Because hospitals put quotas into effect tacitly and rarely documented them, little has been written about how non-Jewish physicians responded to them. But in a new book, “The Legacy of Tracy J. Putnam and H. Houston Merritt,” Lewis P. Rowland, an emeritus professor of neurology at Columbia, provides insights into how such quotas worked in practice.

The quota system eventually began to break down, and Dr. Rowland suggests that one reason was the influx of refugee European Jewish physicians fleeing the Nazis in the late 1930s. At Columbia, the department of neurology had quietly hired several of these doctors, many of whom were quite eminent.

One, for example, was Otto Marburg, a Viennese neurologist who emigrated from Austria in 1938 with his friend Sigmund Freud.

But how could the presence of these physicians be squared with the informal policies discouraging the hiring of Jews? At Columbia’s Neurological Institute in the 1940s, Dr. Rowland writes, a curious solution emerged: the neurology service was divided in two. The East service contained no Jewish physicians while the West service contained 5 to 10 European Jews.

The mastermind behind this compromise was Dr. Putnam, a neurologist, neurosurgeon and psychiatrist who was named head of the Neurological Institute in 1939. A Boston Brahmin, Dr. Putnam was the vice chairman of the National Committee for Resettlement of Foreign Physicians. “It seems likely,” Dr. Rowland concludes, “that all of these European neurologists were appointed by Putnam.”

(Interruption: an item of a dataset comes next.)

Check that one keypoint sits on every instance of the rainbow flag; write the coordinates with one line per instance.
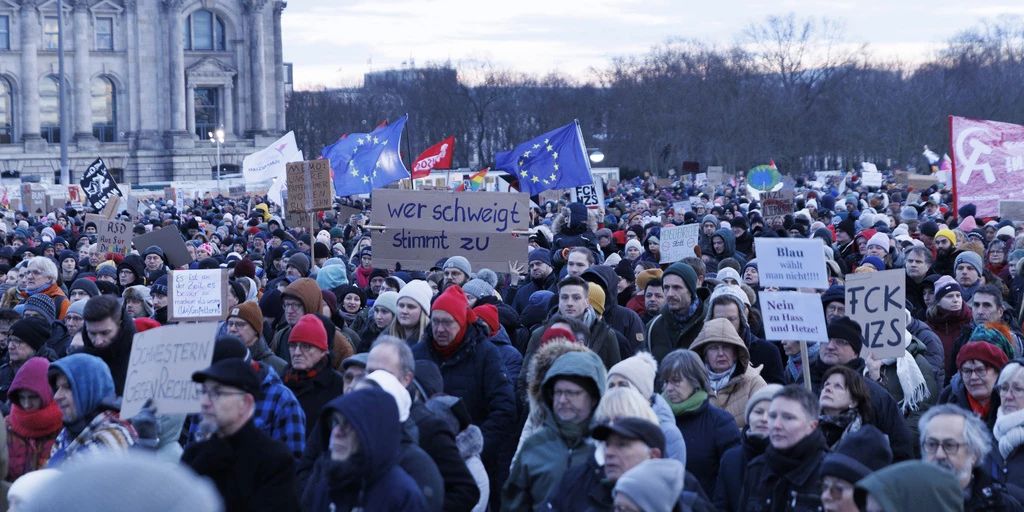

Dr. Putnam was forced to resign in 1947, ending his career at Columbia. Colleagues at the time suspected several reasons, including a lack of administrative skills, enemies on the staff and the conflicts that arose from having a neurosurgeon running a neurological institute.

But Dr. Rowland unearthed another explanation. A New York newspaper of the era, called PM, reported in 1947 that Dr. Putnam had been told to fire all of the “non-Aryan” neurologists, something he was unwilling to do.

Dr. Rowland corroborated this story when he discovered a 1961 letter written by Dr. Putnam to a fellow physician. Dr. Putnam reported that Charles Cooper, then head of Columbia’s affiliated hospital, Presbyterian, had told him in 1945 “that I should get rid of all the Jews in my department or resign.”

Although Dr. Putnam left, most of the Jewish neurologists stayed, under the leadership of Dr. Merritt. But Columbia did not have a Jewish physician as head of neurology until 1973, when Dr. Rowland was named to the position. He was only the third Jewish clinical chief at the institution.

Quotas for Jewish medical students and physicians disappeared fairly rapidly after World War II, partly in response to Nazi atrocities against the Jews. But Dr. Putnam’s quiet advocacy on behalf of Jewish physicians when such a stance was unpopular should not be forgotten.

Dr. Barron H. Lerner teaches medicine and public health at Columbia University Medical Center.